Composers like Adrian write with this idea of transcending time in mind.  You only have to look at the titles of some of his works (“Ancient Storm,” “Kingdom of Bards,” “Druidic Dreams,” and even “Morrigan” are some of the names he’s given his pieces) to understand that this music is meant to bring you to that sacred place of the moors, the forests, the lochs–even if you can’t leave where you are.

Obviously, I’m lauding prerecorded music right now.  But I haven’t yet talked about another equally powerful–if not more powerful–method of invoking magick, or even just getting into a magickal mindset.  That is, of course, producing music yourself.

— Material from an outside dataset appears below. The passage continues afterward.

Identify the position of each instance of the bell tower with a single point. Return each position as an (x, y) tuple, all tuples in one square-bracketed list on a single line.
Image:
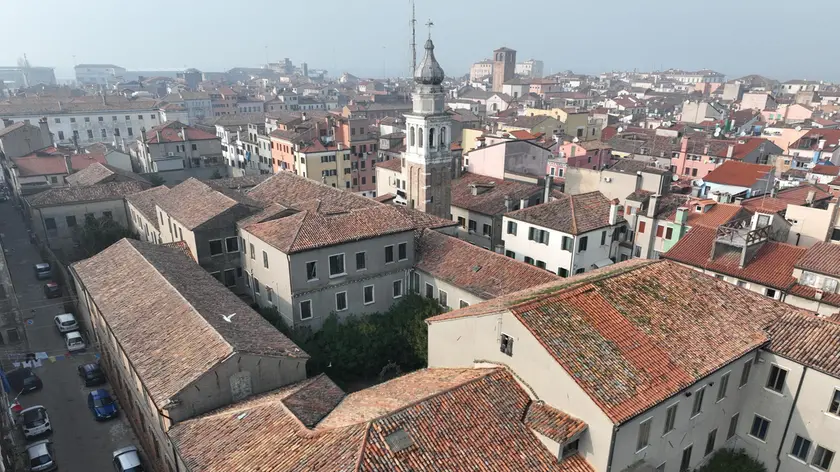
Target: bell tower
[(428, 159)]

I was very lucky to be raised by parents who tried to afford me every opportunity.  As a result, I have been able to travel all over, and, even at home, I’ve tried everything from acting auditions to modeling to dance.  Not everything stuck long-term, but I took piano lessons for eight years, starting at age six.  I never had the passion for it, but it gave me the ability to read music and I can still play a bit.  It really set me up for my next instrument, however, which was violin.  I started that when I was ten and I played all through high school and college, and I still play (I didn’t lug it across the ocean, but when I go home I’ll pick it up again).  I also sing, and I’ve sung in choirs and done solos for various things, including church, weddings, and even a performance at the Sydney Opera House (like I said, I’m extremely fortunate).

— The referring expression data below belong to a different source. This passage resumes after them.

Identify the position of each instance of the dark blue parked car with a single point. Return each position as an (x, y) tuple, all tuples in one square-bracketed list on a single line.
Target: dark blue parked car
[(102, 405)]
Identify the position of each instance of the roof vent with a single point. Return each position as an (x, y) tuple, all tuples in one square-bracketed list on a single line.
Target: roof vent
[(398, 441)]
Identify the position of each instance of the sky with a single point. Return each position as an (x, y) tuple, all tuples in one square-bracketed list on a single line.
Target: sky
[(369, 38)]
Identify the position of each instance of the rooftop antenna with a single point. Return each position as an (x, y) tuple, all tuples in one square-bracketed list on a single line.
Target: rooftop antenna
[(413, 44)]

It is certainly not far-fetched to say that music has always been and will always be a huge, important part of my life.  It only makes sense, then, that I would incorporate it into my Craft.  I’ve already tried doing this before.  For example, if you go back to my post about Yule, I wrote about how I wore jingly earrings to bring sacred sound into my ritual–like an offering to the Universe–and how I sang the song “As the Dark Awaits the Dawn.”  It not only was a defining and focusing part of the ritual, but it truly was an offering of my skill to the Universe, to the elements, to the energies of whatever gods or goddesses were at play.  For me, singing was something so powerful to give, because while most offerings laid on an altar or out in nature are things from nature which you change in some way (for example, making a flower braid), the gift of singing is something which comes very much so from me.  It only takes the things that nature gives me to sustain myself.  And it truly is a whole-body experience.

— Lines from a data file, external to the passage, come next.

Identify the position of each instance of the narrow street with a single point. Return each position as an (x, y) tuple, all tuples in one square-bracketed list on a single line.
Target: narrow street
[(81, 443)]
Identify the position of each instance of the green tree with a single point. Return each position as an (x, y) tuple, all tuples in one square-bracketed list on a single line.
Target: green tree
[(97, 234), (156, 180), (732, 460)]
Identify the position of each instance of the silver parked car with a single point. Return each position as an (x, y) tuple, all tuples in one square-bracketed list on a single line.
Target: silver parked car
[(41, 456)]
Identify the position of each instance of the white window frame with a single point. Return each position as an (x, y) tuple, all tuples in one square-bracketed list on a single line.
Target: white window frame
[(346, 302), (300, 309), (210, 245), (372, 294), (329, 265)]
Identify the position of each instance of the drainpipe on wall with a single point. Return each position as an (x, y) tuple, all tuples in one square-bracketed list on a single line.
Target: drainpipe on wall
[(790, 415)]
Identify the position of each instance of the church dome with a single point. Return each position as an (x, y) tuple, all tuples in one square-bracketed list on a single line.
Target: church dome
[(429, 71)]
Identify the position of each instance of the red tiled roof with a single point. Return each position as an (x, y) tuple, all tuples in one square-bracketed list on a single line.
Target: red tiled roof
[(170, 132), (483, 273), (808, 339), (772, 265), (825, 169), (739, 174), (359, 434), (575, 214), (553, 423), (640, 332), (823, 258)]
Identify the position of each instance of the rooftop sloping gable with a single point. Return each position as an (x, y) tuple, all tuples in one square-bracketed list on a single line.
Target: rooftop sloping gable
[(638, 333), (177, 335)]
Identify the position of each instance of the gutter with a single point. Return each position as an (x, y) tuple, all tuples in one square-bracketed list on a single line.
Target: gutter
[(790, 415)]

I’m looking forward to going back home and being able to use my violin to do further offerings or rituals.  I have a very woodsy backyard, and I can definitely picture myself wandering around playing among the trees.  The best part is that it doesn’t have to be amazing.  It just has to come from me.

So, this one was pretty short and sweet.  Music is great and I definitely find a place for it in my Craft.  There are many other things which I have incorporated or would like to incorporate into my Craft as well, which I’m sure I’ll detail here in the future.

Just one week ’til Beltane!

Blessed be!





One comment

  1. Pwyrdan · April 30, 2016

    I’ll check him out! I always liked Richard Searles – acoustic guitar with a Celtic/fantasy twist.